Re: Troubles with TLB refills

Ralf Baechle <ralf@oss.sgi.com> · Mon, 5 Mar 2001 11:49:27 +0100

On Mon, Mar 05, 2001 at 01:40:01PM +1000, Liam Davies wrote:

> I am trying to get the 2.4 kernel up and running on the Cobalt boxes.
> At the moment I am trying to get the initial transition from kernel
> to user mode working.
> 
> The elf loader is trying to put stuff in the stack for the new user
> process and *each* call to NEW_AUX_ENTRY is generating a page fault
> that cannot be resolved. The address generated by the BadVAddr on the
> TLBS exception is not correct. Also, I never receive a TLBrefill
> exception on the accesses. It is using the except_vec0_nevada handler.

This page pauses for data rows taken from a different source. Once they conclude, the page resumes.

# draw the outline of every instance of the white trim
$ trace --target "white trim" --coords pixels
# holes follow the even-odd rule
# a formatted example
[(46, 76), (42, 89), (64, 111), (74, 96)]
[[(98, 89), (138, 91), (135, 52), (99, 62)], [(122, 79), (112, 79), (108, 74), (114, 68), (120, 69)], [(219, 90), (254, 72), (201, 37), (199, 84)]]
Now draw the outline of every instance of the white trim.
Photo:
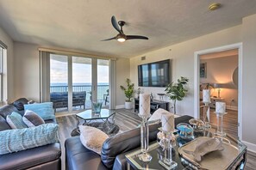
[(207, 50), (195, 52), (194, 53), (194, 117), (199, 117), (199, 62), (200, 55), (219, 52), (227, 50), (238, 49), (238, 137), (242, 139), (242, 43), (236, 43)]
[(247, 146), (247, 150), (251, 151), (251, 152), (254, 152), (256, 153), (256, 144), (253, 144), (252, 143), (248, 143), (246, 141), (241, 141), (245, 145)]
[(116, 109), (124, 108), (124, 105), (117, 105), (116, 106)]

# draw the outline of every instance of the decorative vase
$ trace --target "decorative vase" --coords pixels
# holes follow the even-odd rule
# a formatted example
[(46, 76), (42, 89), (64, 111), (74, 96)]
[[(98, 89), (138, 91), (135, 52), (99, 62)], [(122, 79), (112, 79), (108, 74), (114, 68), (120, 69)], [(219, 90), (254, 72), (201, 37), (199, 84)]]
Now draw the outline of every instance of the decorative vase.
[(102, 110), (103, 102), (92, 102), (93, 111), (95, 113), (100, 113)]

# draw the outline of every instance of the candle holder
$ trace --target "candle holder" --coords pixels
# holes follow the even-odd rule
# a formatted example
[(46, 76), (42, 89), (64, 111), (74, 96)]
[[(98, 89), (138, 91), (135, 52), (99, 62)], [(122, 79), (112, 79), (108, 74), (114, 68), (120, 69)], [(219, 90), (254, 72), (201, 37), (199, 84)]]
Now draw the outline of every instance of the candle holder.
[(141, 154), (139, 155), (139, 159), (141, 161), (148, 162), (152, 160), (152, 156), (147, 153), (148, 151), (148, 122), (147, 118), (151, 116), (151, 114), (138, 114), (140, 118), (142, 118), (141, 125), (140, 125), (140, 149)]
[(225, 137), (226, 133), (223, 132), (223, 116), (225, 114), (227, 114), (228, 112), (215, 112), (215, 113), (217, 116), (217, 131), (216, 131), (215, 135), (221, 136), (221, 137)]
[(203, 106), (203, 121), (204, 123), (204, 128), (211, 128), (209, 124), (209, 106), (208, 102), (205, 102)]
[[(161, 128), (159, 129), (160, 131)], [(163, 146), (163, 150), (165, 150), (165, 158), (162, 160), (159, 161), (159, 163), (165, 167), (166, 169), (173, 169), (178, 166), (178, 163), (174, 161), (172, 161), (172, 135), (174, 132), (177, 132), (178, 130), (174, 130), (173, 131), (162, 131), (163, 133), (165, 134), (165, 138), (161, 139), (161, 143)], [(174, 141), (175, 143), (175, 141)]]

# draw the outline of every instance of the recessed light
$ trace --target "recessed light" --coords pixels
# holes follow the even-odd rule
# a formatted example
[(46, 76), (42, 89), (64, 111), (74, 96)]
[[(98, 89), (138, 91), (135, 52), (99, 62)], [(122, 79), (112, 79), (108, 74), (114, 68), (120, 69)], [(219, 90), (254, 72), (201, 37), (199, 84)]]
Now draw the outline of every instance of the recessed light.
[(215, 10), (221, 7), (221, 3), (213, 3), (210, 5), (209, 5), (209, 9), (210, 10)]

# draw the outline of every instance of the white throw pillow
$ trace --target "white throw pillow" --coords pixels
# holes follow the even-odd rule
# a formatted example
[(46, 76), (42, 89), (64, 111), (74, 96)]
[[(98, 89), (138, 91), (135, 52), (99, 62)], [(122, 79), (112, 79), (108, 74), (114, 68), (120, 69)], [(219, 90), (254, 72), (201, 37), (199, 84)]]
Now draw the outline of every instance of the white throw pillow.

The fault address 0x10004f4c looks wrong; NEW_AUX_ENTRY should access
something near the top of stack, that is a value a few bytes below
0x80000000.  I wonder if this behaviour is related to this CPU bug -
one which btw. was never acknowledged by QED but identified independantly
by sever Cobalt people back at the time.

[head.S]
	/* TLB refill, EXL == 0, R52x0 "Nevada" version */
        /*
         * This version has a bug workaround for the Nevada.  It seems
         * as if under certain circumstances the move from cp0_context
         * might produce a bogus result when the mfc0 instruction and
         * it's consumer are in a different cacheline or a load instruction,
         * probably any memory reference, is between them.  This is
         * potencially slower than the R4000 version, so we use this
         * special version.
         */
	.set	noreorder
	.set	noat
	LEAF(except_vec0_nevada)
	.set	mips3
	mfc0	k0, CP0_BADVADDR		# Get faulting address
	srl	k0, k0, 22			# get pgd only bits
	lw	k1, current_pgd			# get pgd pointer
	sll	k0, k0, 2
	addu	k1, k1, k0			# add in pgd offset
	lw	k1, (k1)
	mfc0	k0, CP0_CONTEXT			# get context reg
	srl	k0, k0, 1			# get pte offset
	and	k0, k0, 0xff8
	addu	k1, k1, k0			# add in offset
	lw	k0, 0(k1)			# get even pte
	lw	k1, 4(k1)			# get odd pte
	srl	k0, k0, 6			# convert to entrylo0
	mtc0	k0, CP0_ENTRYLO0		# load it
	srl	k1, k1, 6			# convert to entrylo1
	mtc0	k1, CP0_ENTRYLO1		# load it
	nop					# QED specified nops
	nop
	tlbwr					# write random tlb entry
	nop					# traditional nop
	eret					# return from trap
	END(except_vec0_nevada)
[...]

This exception handler has been modified since the version tested in the
Cobalt Qube and I'm not sure if the bug workaround actually got tested
since then.

(Bonus points to whoever writes a good probe for this bug!)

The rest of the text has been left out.